Graphical processing units (GPUs) are often used for compute-intensive workloads such as graphics and visualization workloads. AKS supports the creation of GPU-enabled node pools to run these compute-intensive workloads in Kubernetes

Prerequisites

  1. GPU-enabled node pool on AKS
    To enable GPU on your Kubeflow cluster, follow the instructions on how to use GPUs for compute-intensive workloads on Azure Kubernetes  Service (AKS)

For AKS cluster with existing CPU node pool, you can add another node pool with GPUs

az aks nodepool add \
    --resource-group myResourceGroup \
    --cluster-name myAKSCluster \
    --node-vm-size Standard_NC6 \
    --name gpu \
    --node-count 3
  1. Install NVIDIA drivers

    Install NVIDIA drivers in Kubernetes namespace to deploy DaemonSet for the NVIDIA device plugin. This DaemonSet runs a pod on each node to provide the required drivers for the GPUs.

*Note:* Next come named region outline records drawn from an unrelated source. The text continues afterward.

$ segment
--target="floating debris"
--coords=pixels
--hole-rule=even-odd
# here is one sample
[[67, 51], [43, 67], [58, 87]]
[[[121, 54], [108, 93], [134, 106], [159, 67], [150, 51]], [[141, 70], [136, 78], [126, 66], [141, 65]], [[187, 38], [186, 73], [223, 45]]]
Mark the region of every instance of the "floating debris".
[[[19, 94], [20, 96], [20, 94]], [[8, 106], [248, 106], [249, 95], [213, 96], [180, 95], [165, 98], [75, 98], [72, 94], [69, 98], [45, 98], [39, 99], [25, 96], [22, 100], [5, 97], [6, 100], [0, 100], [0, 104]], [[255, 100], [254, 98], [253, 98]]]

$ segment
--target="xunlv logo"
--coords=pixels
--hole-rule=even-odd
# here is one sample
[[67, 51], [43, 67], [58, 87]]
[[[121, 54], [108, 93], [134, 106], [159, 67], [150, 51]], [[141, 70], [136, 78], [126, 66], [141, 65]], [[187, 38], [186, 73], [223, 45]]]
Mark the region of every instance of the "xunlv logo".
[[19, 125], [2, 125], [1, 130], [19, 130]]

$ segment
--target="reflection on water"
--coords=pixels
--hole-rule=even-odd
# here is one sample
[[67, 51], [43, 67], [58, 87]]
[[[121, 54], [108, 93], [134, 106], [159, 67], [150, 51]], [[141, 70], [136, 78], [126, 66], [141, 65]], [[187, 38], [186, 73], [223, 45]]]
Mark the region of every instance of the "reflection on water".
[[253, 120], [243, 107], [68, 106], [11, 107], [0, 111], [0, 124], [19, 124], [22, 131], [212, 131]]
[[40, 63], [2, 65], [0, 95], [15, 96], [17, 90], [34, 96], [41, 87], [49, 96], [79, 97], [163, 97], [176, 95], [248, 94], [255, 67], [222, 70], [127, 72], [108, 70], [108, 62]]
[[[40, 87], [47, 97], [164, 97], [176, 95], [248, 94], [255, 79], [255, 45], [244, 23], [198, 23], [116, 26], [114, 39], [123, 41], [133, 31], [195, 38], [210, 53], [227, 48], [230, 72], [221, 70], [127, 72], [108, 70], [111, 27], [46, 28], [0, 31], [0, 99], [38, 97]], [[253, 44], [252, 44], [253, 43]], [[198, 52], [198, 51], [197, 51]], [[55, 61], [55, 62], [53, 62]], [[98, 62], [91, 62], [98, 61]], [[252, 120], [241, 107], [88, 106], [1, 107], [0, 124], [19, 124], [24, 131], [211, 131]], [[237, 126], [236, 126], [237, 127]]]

    kubectl create namespace gpu-resources
    kubectl apply -f nvidia-device-plugin-ds.yaml

Configure ContainerOp to consume GPUs

Set the node selector constraint on ContainerOp which sets the pod specification of the component to run pod on specific device matching key-value label.

import kfp.dsl as dsl
gpu_op = dsl.ContainerOp(name='gpu-op', ...)
gpu_op.add_node_selector_constraint('accelerator', 'nvidia')

Set GPU limit

GPU limit can be set with set_gpu_limit() on ContainerOp.

import kfp.dsl as dsl
gpu_op = dsl.ContainerOp(name='gpu-op', ...).set_gpu_limit(2)

Sample component that runs on GPU

This repository has a sample component (gpu-op) that runs Pytorch container that checks and print GPU(CUDA) device specification.